[Sidenote: LANIER AND WHITTIER]

The criticism may be more clear if we compare Lanier with Whittier, a man equally noble, who speaks a language that all men understand. The poems of the two supplement each other, one reflecting the reality of life, the other its mysterious dreams. In Whittier's poetry we look upon a landscape and a people, and we say, "I have seen that rugged landscape with my own eyes; I have eaten bread with those people, and have understood and loved them." Then we read Lanier's poetry and say, "Yes, I have had those feelings at times; but I do not speak of them to others because I cannot tell what they mean to me." Both poets are good, and both fail of greatness in poetry, Whittier because he has no exalted imagination, Lanier because he lacks primitive simplicity and strength. One poet sings a song to cheer the day's labor, the other makes a melody to accompany our twilight reveries.

* * * * *

"WALT" WHITMAN (1819-1892)

Since Whitman insisted upon being called "Walt" instead of Walter, so let it be. The name accords with the free-and-easy style of his verse. If you can find some abridged selections from that verse, read them by all means; but if you must search the whole of it for the passages that are worth reading, then pass it cheerfully by; for such another vain display of egotism, vulgarity and rant never appeared under the name of poetry. Whitman was so absurdly fond of his "chants" and so ignorant of poetry that he preserved the whole of his work in a final edition, and his publishers still insist upon printing it, rubbish and all. The result is that the few rare verses which stamp him as a poet are apt to be overlooked in the multitudinous gabblings which, of themselves, might mark him as a mere freak or "sensation" in our modest literature.

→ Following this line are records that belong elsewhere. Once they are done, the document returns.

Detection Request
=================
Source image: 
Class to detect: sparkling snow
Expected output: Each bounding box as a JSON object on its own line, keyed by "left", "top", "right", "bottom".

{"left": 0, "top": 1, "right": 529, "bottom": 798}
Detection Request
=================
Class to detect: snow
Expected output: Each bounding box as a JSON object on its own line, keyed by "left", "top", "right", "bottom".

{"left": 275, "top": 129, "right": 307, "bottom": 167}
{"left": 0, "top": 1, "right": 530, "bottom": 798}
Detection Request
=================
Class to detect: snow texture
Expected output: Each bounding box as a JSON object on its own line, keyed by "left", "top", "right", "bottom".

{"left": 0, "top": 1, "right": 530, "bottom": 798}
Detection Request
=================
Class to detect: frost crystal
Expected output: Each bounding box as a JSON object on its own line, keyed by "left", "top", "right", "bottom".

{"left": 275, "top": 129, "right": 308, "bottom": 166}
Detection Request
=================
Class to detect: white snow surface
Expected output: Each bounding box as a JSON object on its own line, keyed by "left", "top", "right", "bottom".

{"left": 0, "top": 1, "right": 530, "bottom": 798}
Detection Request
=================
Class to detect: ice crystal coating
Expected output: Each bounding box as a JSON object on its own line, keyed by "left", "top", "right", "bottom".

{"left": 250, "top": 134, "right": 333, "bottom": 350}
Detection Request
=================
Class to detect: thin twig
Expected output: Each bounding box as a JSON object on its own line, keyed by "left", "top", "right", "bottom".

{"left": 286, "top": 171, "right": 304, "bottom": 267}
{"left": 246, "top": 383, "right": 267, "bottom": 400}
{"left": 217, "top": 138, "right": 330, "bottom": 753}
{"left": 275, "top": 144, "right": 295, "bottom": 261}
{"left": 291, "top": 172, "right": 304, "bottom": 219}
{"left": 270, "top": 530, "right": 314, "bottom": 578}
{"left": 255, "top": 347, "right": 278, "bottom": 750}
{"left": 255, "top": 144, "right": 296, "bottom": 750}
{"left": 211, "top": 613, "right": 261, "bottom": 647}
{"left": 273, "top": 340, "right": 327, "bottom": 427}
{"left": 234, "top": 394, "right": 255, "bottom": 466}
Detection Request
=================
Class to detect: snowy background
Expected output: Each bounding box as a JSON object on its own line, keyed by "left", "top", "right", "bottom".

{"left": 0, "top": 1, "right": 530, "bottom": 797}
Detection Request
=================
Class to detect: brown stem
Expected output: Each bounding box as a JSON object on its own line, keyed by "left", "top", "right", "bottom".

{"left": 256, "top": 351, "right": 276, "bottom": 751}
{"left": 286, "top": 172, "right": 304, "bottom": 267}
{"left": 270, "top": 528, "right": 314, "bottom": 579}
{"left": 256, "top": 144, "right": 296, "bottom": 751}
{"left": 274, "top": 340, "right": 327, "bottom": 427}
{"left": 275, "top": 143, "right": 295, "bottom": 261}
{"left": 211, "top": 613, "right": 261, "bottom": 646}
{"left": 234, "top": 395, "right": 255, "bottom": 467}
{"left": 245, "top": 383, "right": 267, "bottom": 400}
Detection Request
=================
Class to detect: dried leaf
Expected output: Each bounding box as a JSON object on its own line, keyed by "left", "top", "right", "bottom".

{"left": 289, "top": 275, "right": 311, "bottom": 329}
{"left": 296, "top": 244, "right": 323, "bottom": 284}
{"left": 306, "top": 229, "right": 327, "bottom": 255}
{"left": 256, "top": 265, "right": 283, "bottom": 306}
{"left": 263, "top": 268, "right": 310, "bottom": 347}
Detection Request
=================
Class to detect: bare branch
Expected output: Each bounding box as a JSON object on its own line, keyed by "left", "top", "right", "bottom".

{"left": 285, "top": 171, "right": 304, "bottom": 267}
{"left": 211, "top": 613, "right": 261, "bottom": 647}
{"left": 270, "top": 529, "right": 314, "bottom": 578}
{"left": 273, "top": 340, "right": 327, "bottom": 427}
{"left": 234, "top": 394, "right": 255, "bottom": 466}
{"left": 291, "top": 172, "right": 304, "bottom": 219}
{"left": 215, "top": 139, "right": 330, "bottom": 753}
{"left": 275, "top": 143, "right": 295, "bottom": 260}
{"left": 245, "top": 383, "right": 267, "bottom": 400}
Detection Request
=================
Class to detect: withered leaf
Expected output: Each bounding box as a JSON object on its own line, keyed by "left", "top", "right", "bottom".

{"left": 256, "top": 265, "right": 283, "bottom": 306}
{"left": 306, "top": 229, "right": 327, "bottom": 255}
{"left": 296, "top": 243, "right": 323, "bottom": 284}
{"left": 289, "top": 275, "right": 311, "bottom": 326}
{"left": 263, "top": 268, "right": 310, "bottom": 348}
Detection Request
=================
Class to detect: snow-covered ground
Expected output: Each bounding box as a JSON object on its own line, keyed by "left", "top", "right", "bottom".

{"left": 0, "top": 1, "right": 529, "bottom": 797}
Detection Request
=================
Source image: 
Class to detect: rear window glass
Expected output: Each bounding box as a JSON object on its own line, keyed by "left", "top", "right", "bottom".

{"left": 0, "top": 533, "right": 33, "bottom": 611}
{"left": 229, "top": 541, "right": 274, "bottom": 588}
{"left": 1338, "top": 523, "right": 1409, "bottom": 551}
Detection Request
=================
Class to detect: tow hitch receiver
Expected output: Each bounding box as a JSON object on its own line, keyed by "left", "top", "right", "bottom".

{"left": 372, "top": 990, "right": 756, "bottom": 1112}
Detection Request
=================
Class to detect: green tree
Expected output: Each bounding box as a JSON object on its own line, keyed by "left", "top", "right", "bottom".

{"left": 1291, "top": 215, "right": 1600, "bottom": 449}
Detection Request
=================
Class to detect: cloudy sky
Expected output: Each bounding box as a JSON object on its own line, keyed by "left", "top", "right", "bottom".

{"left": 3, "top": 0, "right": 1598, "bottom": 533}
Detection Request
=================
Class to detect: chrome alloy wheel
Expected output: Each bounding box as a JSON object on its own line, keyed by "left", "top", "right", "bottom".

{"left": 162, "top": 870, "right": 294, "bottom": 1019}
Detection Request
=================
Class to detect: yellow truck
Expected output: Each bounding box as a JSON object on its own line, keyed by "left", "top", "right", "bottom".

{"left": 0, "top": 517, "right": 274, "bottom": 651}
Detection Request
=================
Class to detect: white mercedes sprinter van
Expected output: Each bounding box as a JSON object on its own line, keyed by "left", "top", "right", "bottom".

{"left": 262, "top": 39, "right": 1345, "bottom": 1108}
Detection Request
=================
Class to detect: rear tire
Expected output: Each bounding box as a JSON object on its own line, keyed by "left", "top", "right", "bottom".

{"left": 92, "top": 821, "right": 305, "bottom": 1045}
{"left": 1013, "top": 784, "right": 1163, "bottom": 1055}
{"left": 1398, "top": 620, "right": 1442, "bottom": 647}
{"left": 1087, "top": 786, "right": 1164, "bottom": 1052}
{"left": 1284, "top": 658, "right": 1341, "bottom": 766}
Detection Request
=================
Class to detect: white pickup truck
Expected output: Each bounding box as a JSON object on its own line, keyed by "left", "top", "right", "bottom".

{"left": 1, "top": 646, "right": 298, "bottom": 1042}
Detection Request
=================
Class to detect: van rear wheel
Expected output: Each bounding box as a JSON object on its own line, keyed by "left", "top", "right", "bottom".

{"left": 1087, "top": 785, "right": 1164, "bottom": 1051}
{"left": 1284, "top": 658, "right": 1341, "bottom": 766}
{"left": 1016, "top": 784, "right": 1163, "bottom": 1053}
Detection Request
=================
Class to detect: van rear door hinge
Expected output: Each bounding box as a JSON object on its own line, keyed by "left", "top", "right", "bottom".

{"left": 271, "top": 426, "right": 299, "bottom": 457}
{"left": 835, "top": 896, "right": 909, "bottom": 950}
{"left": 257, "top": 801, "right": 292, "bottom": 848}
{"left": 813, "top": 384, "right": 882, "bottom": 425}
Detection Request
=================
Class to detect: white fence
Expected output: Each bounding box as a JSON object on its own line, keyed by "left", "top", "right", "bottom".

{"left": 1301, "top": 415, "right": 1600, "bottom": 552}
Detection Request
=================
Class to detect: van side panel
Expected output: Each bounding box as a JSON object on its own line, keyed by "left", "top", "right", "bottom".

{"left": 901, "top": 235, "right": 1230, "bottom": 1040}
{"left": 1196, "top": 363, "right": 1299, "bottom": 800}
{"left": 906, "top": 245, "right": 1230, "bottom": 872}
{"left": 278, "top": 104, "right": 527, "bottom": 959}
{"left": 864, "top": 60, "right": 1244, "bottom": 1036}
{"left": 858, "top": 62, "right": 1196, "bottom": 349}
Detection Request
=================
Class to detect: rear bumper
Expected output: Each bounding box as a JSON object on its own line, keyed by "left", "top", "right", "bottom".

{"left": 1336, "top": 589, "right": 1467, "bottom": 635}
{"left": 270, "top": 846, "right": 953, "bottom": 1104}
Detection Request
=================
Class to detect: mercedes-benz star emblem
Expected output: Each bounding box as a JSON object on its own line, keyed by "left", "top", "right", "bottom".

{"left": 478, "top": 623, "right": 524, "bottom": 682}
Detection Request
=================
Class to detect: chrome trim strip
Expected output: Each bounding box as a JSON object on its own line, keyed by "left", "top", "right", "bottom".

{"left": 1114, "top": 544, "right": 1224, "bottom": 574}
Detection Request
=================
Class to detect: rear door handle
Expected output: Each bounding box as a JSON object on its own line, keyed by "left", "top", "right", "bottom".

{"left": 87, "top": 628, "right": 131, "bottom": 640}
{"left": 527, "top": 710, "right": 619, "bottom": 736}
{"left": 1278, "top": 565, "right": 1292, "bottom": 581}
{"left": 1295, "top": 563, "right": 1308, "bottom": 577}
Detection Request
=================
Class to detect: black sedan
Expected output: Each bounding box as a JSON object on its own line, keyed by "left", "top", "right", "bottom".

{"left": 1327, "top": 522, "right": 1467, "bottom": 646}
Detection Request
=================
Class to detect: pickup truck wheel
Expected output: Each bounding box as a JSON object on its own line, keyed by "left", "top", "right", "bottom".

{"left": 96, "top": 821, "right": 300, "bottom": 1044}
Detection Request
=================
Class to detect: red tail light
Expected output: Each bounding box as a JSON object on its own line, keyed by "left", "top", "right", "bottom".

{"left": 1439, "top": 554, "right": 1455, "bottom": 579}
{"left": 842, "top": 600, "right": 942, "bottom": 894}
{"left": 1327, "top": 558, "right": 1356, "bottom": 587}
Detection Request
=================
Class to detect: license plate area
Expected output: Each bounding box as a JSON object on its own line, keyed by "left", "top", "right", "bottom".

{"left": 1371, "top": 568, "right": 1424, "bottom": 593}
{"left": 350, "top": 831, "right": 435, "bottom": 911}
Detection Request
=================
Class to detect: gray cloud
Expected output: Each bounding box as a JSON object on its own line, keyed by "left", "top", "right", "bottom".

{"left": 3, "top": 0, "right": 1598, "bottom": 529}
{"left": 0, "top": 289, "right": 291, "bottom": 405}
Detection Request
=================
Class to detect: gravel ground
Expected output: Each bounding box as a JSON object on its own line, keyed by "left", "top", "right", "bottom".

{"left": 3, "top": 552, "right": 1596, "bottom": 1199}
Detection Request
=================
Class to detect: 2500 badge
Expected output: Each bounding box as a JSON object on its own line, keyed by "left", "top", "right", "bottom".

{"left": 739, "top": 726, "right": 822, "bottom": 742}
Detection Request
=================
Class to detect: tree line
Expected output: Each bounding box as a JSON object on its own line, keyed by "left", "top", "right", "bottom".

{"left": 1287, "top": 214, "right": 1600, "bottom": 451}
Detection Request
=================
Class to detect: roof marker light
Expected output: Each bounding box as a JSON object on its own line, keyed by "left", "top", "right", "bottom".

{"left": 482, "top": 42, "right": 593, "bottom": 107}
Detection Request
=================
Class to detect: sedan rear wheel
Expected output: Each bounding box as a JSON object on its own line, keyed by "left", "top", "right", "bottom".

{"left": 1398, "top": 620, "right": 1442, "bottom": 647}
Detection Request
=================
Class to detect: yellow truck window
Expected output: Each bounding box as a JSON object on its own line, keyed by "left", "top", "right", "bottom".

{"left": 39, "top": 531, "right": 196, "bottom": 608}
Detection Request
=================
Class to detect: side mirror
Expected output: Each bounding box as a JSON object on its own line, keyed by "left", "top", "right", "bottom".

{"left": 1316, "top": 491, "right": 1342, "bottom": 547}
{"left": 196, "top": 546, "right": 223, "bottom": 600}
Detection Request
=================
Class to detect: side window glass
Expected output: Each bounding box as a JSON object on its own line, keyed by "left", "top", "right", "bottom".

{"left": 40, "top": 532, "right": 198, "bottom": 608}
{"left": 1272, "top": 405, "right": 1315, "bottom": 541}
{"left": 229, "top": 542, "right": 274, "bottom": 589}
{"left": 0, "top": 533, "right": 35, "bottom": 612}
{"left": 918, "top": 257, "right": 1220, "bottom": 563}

[Illustration: WALT WHITMAN]

BIOGRAPHICAL SKETCH. Ordinarily when we read poetry we desire to know something of the man who wrote it, of his youth, his training, the circumstance of his work and the personal ideals which made him view life steadily in one light rather than in another. In dealing with Whitman it is advisable to leave such natural curiosity unsatisfied, and for two reasons: first, the man was far from admirable or upright, and to meet him at certain stages is to lose all desire to read his poetry; and second, he was so extremely secretive about himself, while professing boundless good-fellowship with all men, that we can seldom trust his own record, much less that of his admirers. There are great blanks in the story of his life; his real biography has not yet been written; and in the jungle of controversial writings which has grown up around him one loses sight of Whitman in a maze of extravagant or contradictory opinions. [Footnote: Of the many biographies of Whitman perhaps the best for beginners is Perry's Walt Whitman (1906), in American Men of Letters Series.]

[Sidenote: TRAITS AND INCIDENTS]

Let it suffice then to record, in catalogue fashion, that Whitman was born (1819) on Long Island, of stubborn farmer stock; that he spent his earliest years by the sea, which inspired his best verse; that he grew up in the streets of Brooklyn and was always fascinated by the restless tide of city life, as reflected in such poems as "Crossing Brooklyn Ferry"; that his education was scanty and of the "picked up" variety; that to the end of his life, though ignorant of what literary men regard as the a-b-c of knowledge, he was supremely well satisfied with himself; that till he was past forty he worked irregularly at odd jobs, but was by choice a loafer; that he was a man of superb physical health and gloried in his body, without much regard for moral standards; that his strength was broken by nursing wounded soldiers during the war, a beautiful and unselfish service; that he was then a government clerk in Washington until partly disabled by a paralytic stroke, and that the remainder of his life was spent at Camden, New Jersey. His Leaves of Grass (published first in 1855, and republished with additions many times) brought him very little return in money, and his last years were spent in a state of semipoverty, relieved by the gifts of a small circle of admirers.

WHITMAN'S VERSE. In a single book, Leaves of Grass, Whitman has collected all his verse. This book would be a chaos even had he left his works in the order in which they were written; but that is precisely what he did not do. Instead, he enlarged and rearranged the work ten different times, mixing up his worst and his best verses, so that it is now very difficult to trace his development as a poet. We may, however, tentatively arrange his work in three divisions: his early shouting to attract attention (as summarized in the line "I sound my barbaric yawp over the roofs of the world"), his war poems, and his later verse written after he had learned something of the discipline of life and poetry.